A reduction in the number of guns in circulation also ought to reduce accidental gun deaths (which average around 600 per year). Though statistically rare compared with suicides and homicides, slightly more than half of the accidental gun deaths involve children, and thus account for far more deaths of “innocents” than do school rampages. However, the otherwise upstanding adults whose negligence or irresponsibility contributed to these accidents are far more sympathetic (and formidable, when it comes to threatening their right to bear arms) than are crazies like Adam Lanza (the Sandy Hook killer).
Poverty is Violence
Since the pundits and politicians have taken suicide off the table, let’s talk about homicide, because even here there is a lot of moralism and prejudice in the public discourse. Certainly it is scary to imagine oneself or one’s child the victim of an armed robbery, rape, terrorist attack or school massacre. But for most Americans this fear is exaggerated.

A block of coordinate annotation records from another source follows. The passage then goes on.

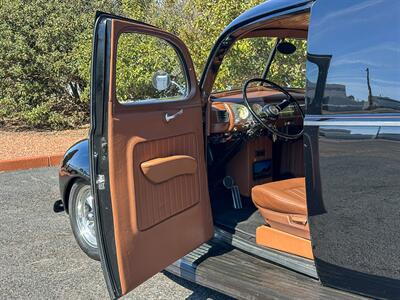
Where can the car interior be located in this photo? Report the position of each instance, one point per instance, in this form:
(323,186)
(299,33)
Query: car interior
(255,145)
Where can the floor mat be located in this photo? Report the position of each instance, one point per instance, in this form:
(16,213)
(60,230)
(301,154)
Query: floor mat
(242,221)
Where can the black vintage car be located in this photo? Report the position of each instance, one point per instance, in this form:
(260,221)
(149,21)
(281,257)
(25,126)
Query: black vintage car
(278,186)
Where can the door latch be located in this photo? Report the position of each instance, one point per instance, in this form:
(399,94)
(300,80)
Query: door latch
(101,182)
(169,117)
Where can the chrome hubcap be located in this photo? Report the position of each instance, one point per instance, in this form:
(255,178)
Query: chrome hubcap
(85,216)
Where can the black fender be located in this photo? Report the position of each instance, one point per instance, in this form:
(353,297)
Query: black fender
(74,166)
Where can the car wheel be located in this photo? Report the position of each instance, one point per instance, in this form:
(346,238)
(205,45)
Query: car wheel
(82,219)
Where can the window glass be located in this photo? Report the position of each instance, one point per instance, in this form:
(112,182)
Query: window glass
(148,69)
(248,58)
(362,41)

In the majority of homicides, the victim is poor, with a prior criminal record.
One might justly wonder why the left isn’t calling for “economic justice” or programs to help ex-cons integrate back into society, in addition to gun control and improved mental health access, since this could help reduce the number of gun deaths. But then again, ex-cons and the poor, in general, are not considered worthy victims. If we really wanted to reduce their unnecessary deaths, we would have to provide housing to the homeless so they didn't die of exposure. Employers would have to slow down the factories and provide sufficient safety equipment so their low income employees would stop dying on the job. They'd have to provide healthcare so they could keep their employees' diabetes and hypertension under control, and increase their pay so they had less stress and material insecurity (which contribute to their elevated rates of hypertension, diabetes, cancer and heart disease).
Lastly, a significant fraction of the homicide victims are women who were killed by their partners. In 2000, according to the Violence Policy Center, 1,342 women were shot to death by their partners (about 50% of the total domestic violence deaths). But why worry about a thousand dead women (some of whom left behind orphaned “innocents”) when there are ten innocent school children who need protecting?